Flow project: Transport for London leads with user-centred approach
The Transport for London website team's dedication to user centred design has helped make their site a leader in the public sector.
A recent report from the Public Accounts Committee has been critical of the way that UK government websites are designed and managed. But TfL.gov.uk, the Transport for London website, was one of the few cited for good practice and performance. It's no real surprise: the TfL team really understand the value of listening to customers, and designing for their needs.
Sometimes, we're pleased to say, TfL hire Flow to help them.
What London travellers really need
TFL's flagship offering is Journey Planner. Back in 2006, we helped TFL research and design the mobile travel alerts element of the service. Designing personalisation features for a website is never easy - because most of the time, people don't want to personalise. We all just want the website to do what we need with minimal effort.
Flow ran experience labs: one-to-one sessions with a range of different people. The lab sessions focussed on digging out the reality of London travellers' needs, motivations and behaviours.
A key technique was retrospective accounts: we gathered detailed stories about what people really did in specific situations. So rather than asking "what do you think about travel in London" we asked things like "Tell me how you got to this interview today," and "tell me about the last time something went wrong with your commute to work." To keep the conversation fun and manageable, we also collaborated with the respondents to create pictures, lists and timelines using sticky notes and marker pens.

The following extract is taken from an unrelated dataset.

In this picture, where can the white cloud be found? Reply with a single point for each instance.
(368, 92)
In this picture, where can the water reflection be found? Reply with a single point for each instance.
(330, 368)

Once we understood user needs, we could identify a service that people would really like. The travel alerts system lets you identify the routes you are interested in (typically the ones you commute on every day), and get travel alerts for those routes at specific times. We defined the concept, worked with TFL to create wireframes, then fine tuned them with two iterations of usability testing.


TfL personalised travel alerts: Prototype and live site.
Practical commitment to customers
Since then we've helped TfL research and optimise all sorts of things from the Oyster Fastload process to the London Transport museum website. And since communicating with travellers is a multichannel activity we've even run iterative usability testing in London Underground stations - quite a challenge.

Now approaching...
Flow is now working with TfL on a strategic project to map out the future for the website, and we're basing the process on user research.
To improve on the experience labs methodology, we're asking our research subjects to fill in diaries. We're catching reports of travel experiences while people are travelling, then following up on the details in the lab afterwards. From there we'll be using a scenario-based approach to map out what people's travel experience and identify the TfL website's optimal role.
The finished site will offer London's travellers an even more useful, usable and appealing travel experience.